W tej samej chwili niewidzialny uścisk puścił. Z głębi jeziora rozległ się potrójny, żałosny głos, który niczym echo odbił się od tafli wody:
– Zuzanna, Zuzanna, Zuzanna!
Był to głos zatopionych dzwonów. W tym jednym momencie straciły one swoją jedyną szansę na ratunek.
Potęga słowa
Legenda wyjaśnia, że gdyby dziewczyna, czując tajemniczą siłę, zawołała w trwodze: „Mój Boże, kto ciągnie mnie za włosy?”, klątwa zostałaby złamana. Wzywając imienia Boga, dałaby dzwonom siłę, by wyrwały się z diabelskiej niewoli i powróciły na powierzchnię.

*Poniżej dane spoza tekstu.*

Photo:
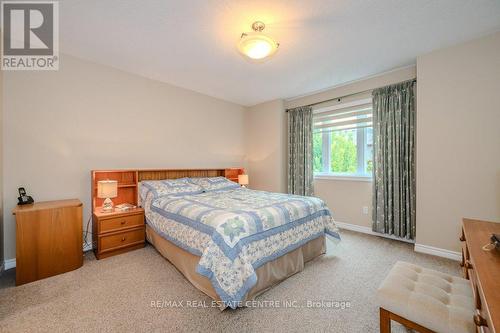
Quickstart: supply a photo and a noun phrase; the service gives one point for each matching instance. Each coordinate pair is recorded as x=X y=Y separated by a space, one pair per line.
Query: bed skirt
x=268 y=274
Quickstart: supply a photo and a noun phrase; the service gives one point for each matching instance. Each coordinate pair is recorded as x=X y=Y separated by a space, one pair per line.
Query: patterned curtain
x=300 y=158
x=394 y=160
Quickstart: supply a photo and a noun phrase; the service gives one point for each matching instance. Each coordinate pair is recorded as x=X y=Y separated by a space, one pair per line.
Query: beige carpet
x=115 y=294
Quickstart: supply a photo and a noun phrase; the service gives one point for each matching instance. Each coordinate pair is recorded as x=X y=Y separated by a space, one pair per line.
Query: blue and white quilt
x=236 y=230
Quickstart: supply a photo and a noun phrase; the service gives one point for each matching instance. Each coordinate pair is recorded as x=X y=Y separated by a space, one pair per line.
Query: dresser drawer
x=120 y=223
x=122 y=239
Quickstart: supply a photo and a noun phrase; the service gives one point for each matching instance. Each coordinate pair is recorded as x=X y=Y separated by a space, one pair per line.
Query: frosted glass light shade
x=243 y=179
x=107 y=189
x=257 y=46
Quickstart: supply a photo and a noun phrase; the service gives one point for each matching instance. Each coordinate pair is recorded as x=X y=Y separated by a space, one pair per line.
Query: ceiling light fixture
x=256 y=45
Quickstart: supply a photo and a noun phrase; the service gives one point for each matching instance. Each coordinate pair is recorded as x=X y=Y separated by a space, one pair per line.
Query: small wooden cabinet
x=48 y=239
x=117 y=232
x=482 y=268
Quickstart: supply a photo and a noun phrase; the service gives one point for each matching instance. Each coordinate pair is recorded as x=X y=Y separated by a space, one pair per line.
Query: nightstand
x=117 y=232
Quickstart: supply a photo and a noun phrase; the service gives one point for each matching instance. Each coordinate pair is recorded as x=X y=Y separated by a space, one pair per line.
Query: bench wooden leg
x=387 y=316
x=385 y=321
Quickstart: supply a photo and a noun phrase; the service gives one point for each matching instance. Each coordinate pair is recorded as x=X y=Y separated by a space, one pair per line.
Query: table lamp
x=107 y=189
x=243 y=180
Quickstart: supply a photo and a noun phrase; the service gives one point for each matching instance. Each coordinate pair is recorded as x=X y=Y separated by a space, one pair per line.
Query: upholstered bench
x=425 y=300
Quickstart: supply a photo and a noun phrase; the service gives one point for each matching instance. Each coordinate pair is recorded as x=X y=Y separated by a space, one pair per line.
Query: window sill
x=340 y=177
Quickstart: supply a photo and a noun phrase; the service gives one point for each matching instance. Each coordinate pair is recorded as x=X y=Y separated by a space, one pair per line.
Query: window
x=343 y=140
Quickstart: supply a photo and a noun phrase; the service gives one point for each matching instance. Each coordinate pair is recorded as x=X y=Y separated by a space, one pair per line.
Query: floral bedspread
x=236 y=231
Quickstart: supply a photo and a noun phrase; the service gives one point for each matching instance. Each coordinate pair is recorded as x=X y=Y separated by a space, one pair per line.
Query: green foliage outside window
x=317 y=152
x=343 y=155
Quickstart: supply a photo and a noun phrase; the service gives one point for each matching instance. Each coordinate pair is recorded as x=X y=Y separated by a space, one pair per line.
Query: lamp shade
x=243 y=179
x=107 y=189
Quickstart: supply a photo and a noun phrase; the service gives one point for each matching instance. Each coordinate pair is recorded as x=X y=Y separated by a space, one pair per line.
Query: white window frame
x=360 y=175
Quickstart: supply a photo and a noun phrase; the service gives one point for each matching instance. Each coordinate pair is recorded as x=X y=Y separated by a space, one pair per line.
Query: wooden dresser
x=48 y=239
x=482 y=268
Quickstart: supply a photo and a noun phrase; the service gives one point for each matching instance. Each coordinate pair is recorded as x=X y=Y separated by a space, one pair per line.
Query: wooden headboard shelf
x=128 y=180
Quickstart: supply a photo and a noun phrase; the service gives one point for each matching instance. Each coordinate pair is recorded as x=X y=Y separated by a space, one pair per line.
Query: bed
x=230 y=242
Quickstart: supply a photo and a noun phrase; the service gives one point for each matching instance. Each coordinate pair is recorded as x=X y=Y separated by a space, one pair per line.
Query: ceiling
x=323 y=43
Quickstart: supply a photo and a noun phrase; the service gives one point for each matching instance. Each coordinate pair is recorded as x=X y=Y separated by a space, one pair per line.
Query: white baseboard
x=436 y=251
x=369 y=231
x=9 y=263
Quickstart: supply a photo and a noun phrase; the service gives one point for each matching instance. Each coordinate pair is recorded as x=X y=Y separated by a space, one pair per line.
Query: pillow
x=215 y=183
x=177 y=187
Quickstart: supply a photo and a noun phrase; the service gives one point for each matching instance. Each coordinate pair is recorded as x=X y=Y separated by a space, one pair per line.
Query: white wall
x=346 y=198
x=60 y=125
x=1 y=171
x=458 y=139
x=265 y=137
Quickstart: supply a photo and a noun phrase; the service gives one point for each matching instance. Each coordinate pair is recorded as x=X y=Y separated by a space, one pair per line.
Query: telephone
x=24 y=199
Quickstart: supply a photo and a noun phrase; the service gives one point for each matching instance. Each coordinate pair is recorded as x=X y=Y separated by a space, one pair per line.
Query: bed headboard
x=128 y=180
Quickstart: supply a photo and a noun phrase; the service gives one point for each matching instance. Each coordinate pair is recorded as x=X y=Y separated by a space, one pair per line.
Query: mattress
x=268 y=274
x=236 y=231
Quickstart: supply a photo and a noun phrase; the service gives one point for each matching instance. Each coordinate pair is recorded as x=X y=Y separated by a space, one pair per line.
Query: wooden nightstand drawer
x=120 y=223
x=122 y=239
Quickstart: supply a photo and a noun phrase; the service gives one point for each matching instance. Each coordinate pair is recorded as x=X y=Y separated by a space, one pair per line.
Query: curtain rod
x=348 y=95
x=335 y=99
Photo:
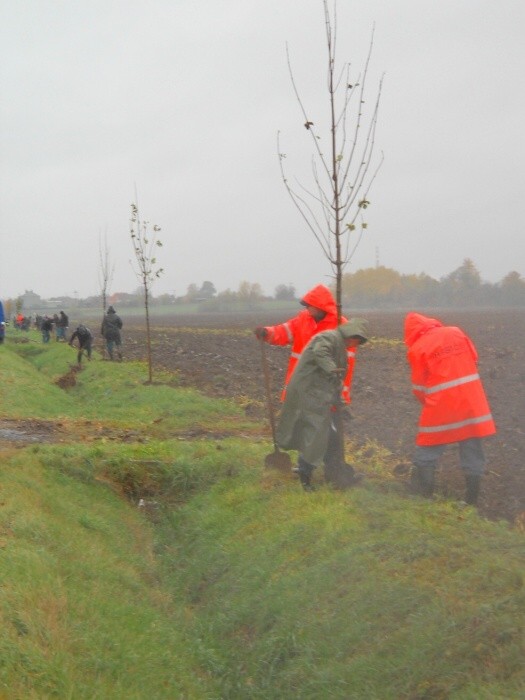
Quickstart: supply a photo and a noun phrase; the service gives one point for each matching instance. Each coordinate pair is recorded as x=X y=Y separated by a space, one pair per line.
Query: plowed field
x=219 y=355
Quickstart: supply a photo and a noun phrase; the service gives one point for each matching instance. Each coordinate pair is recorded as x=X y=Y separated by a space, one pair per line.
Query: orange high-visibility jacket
x=445 y=379
x=299 y=330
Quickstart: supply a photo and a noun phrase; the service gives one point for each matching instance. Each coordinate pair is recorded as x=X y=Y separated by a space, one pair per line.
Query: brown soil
x=218 y=354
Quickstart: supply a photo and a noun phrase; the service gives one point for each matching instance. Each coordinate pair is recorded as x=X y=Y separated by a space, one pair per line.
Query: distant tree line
x=384 y=288
x=378 y=287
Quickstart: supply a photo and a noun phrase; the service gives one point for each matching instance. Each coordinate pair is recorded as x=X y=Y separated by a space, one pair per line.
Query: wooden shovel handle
x=267 y=386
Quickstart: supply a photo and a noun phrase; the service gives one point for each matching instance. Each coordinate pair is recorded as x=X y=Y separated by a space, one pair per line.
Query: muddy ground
x=219 y=355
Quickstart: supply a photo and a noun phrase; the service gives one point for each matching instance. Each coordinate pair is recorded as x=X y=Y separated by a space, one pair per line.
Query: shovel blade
x=278 y=460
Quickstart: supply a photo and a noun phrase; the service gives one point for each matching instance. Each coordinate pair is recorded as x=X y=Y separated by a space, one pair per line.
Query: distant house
x=31 y=301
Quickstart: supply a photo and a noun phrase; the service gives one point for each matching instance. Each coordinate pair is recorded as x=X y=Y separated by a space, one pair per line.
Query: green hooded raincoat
x=304 y=423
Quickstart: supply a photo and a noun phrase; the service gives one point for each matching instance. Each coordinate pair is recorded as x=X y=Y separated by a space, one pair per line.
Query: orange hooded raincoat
x=299 y=330
x=445 y=379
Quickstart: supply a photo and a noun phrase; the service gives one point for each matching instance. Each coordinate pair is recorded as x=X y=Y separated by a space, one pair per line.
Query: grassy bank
x=137 y=561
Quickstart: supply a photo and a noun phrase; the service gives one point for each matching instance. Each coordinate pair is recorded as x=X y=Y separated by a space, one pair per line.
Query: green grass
x=145 y=564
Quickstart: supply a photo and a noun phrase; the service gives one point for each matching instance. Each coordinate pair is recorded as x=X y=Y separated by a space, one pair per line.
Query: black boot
x=305 y=471
x=422 y=480
x=473 y=482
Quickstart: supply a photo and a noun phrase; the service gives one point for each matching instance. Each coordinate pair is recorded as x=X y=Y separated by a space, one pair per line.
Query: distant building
x=31 y=301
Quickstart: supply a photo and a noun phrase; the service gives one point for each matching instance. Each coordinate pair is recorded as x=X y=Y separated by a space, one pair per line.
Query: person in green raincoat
x=305 y=421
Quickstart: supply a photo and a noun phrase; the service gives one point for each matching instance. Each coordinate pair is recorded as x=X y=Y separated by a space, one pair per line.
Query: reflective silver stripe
x=288 y=332
x=445 y=385
x=455 y=426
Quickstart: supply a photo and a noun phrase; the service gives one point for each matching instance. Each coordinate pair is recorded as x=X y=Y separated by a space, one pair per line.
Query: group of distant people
x=445 y=379
x=58 y=324
x=110 y=331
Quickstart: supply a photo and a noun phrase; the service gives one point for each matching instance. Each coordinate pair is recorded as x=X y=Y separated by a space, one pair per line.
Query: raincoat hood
x=320 y=297
x=357 y=327
x=417 y=325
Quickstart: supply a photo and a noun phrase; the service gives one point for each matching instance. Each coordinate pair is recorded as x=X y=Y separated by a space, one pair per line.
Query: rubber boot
x=305 y=471
x=422 y=480
x=473 y=482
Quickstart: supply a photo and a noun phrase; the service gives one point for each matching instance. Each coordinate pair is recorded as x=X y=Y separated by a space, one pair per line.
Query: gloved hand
x=261 y=332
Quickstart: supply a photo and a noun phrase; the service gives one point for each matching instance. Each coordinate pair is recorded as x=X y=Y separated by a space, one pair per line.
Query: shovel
x=276 y=459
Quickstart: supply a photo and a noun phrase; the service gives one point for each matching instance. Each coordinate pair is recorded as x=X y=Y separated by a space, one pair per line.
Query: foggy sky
x=182 y=100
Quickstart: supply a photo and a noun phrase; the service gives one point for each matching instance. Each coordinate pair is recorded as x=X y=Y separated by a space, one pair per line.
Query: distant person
x=445 y=380
x=62 y=325
x=319 y=314
x=2 y=323
x=305 y=423
x=45 y=328
x=85 y=342
x=110 y=331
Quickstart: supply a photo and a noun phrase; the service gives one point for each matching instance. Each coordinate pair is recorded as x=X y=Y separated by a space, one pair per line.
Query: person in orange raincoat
x=319 y=314
x=455 y=409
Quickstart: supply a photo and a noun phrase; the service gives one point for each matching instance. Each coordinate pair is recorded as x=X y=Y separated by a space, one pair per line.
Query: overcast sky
x=183 y=100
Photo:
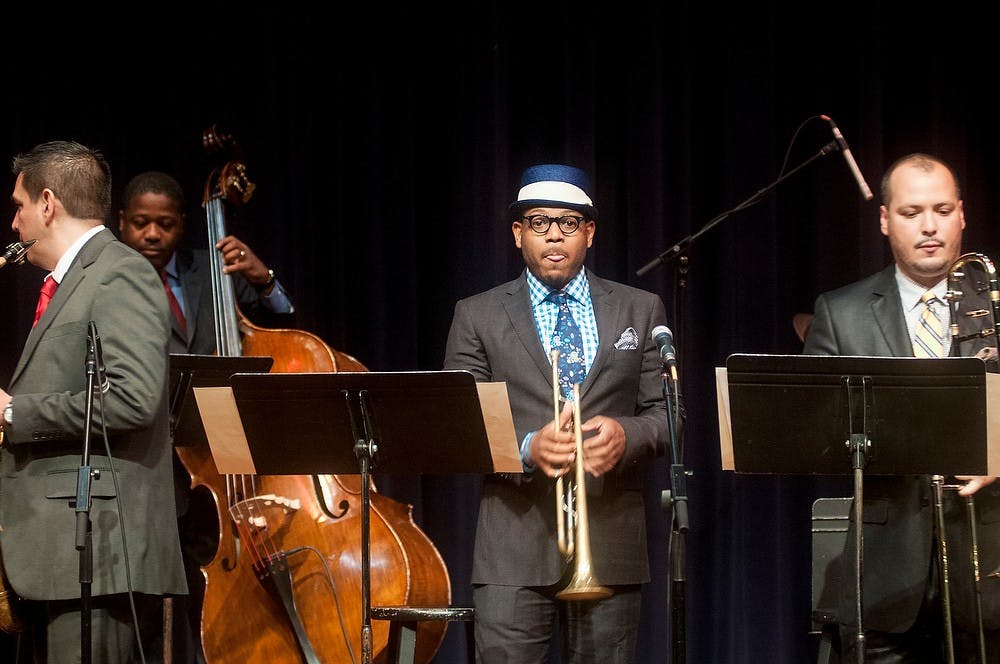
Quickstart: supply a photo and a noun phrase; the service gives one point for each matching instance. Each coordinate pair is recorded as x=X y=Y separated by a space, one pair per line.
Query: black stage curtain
x=386 y=143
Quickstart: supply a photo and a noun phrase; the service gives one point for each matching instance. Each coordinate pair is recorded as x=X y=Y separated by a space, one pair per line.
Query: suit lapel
x=73 y=279
x=518 y=308
x=607 y=313
x=887 y=308
x=191 y=284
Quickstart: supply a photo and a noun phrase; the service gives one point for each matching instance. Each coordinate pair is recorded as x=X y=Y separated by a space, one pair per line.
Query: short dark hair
x=78 y=175
x=155 y=182
x=923 y=161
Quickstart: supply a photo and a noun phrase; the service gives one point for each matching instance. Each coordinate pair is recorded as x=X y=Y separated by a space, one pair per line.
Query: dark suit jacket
x=116 y=288
x=194 y=273
x=866 y=319
x=493 y=335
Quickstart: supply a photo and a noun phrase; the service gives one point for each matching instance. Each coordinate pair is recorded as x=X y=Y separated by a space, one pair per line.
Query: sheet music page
x=500 y=427
x=725 y=426
x=224 y=430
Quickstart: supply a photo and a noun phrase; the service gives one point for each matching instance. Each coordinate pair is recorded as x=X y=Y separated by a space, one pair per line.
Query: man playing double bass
x=151 y=220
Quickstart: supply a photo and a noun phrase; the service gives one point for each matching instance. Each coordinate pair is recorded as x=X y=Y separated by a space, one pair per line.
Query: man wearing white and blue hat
x=607 y=360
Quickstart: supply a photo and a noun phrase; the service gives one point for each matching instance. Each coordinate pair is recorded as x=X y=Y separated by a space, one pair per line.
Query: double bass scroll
x=283 y=586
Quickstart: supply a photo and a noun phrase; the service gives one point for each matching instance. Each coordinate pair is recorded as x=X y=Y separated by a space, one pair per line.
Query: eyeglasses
x=541 y=223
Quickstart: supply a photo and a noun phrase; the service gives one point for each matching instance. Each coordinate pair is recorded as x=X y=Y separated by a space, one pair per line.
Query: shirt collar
x=577 y=288
x=67 y=258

Niestety, w chwili próby, Zuzanna nieopatrznie wezwała imienia ich prześladowcy. Wypowiadając słowo „diabeł”, na nowo przypieczętowała ich los, oddając je w jego władanie. Smutny głos dzwonów, wołający jej imię, był pożegnaniem i wiecznym wyrzutem – echem utraconej na zawsze nadziei. Od tamtej pory dzwony z Łekna wciąż spoczywają na dnie jeziora, czekając na cud, który być może już nigdy nie nadejdzie.